While growth is expected to pick up in the current quarter, news of a recession would be sure to increase pressure on Prime Minister Shinzo Abe and central bank Governor Haruhiko Kuroda to boost fiscal and monetary stimulus.
GDP shrank by an annualized 0.3 percent in the three months through September following a 1.2 percent drop in the period ended in June, according to latest median of forecasts compiled by Bloomberg. That compares with earlier projections for third-quarter expansion of 0.6 percent in a poll conducted from Oct. 2 to Oct. 7.
In the torrent of data since then, Kuroda’s core price gauge fell, household spending unexpectedly dropped, vehicle production declined, retail sales slipped and imports fell while exports stagnated. Industrial output advanced 1 percent in September from the previous month, yet wasn’t enough to make up for the contractions in August and July.
“Even with solid profits, Japanese companies remain cautious about business investment because worries about China’s economy and the plunge in stocks in August have heightened uncertainty in the global economy,” said Yusuke Shimoda, an economist at the Japan Research Institute in Tokyo.
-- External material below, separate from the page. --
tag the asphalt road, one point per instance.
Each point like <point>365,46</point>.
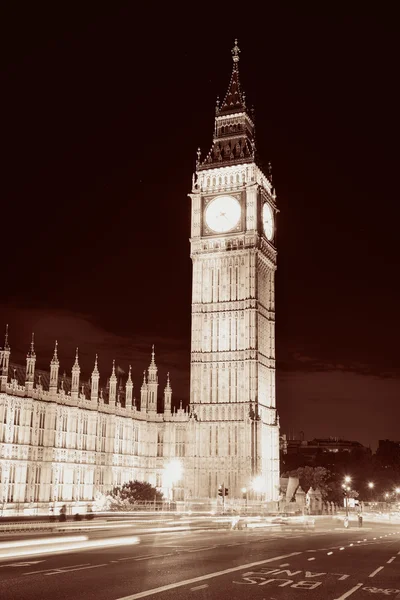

Shimoda cut his GDP forecast to minus 0.4 percent from growth of 0.6 percent, partly because of weakness in capital expenditure data that was contained in the Oct. 29 report on industrial output. The government releases its GDP figures on Nov. 16.
Nomura Securities Co. economist Yoshiyuki Suimon, who also cut his forecast for third-quarter GDP to a contraction of 0.4 percent, cited a draw-down in the amount of goods stockpiled by companies in warehouses. He’s expecting a rebound in spending by companies and consumers in the three months ending Dec. 31.
Japan Research’s Shimoda said the government is likely to compile a package of additional spending in coming months. Heizo Takenaka, a former economy minister who serves on a government panel on competitiveness, has suggested spending of about 5 trillion yen ($41 billion). Numerous reports in the Japanese press have said an extra budget of 3 trillion yen or 3.5 trillion yen is likely.
Abe has ordered Economy Minister Akira Amari to compile measures this month to help achieve his goal of expanding Japan’s nominal GDP by 20 percent to 600 trillion yen over five years.
Whether the Bank of Japan would be prodded into further action is difficult to tell after Kuroda and his board kept policy unchanged last week. Economists remain divided on this.
While the BOJ said risks to the outlook for the economy and prices are skewed to the downside, the median estimate from its board members is for real GDP to expand by 1.2 percent in the 12 months through March 2016.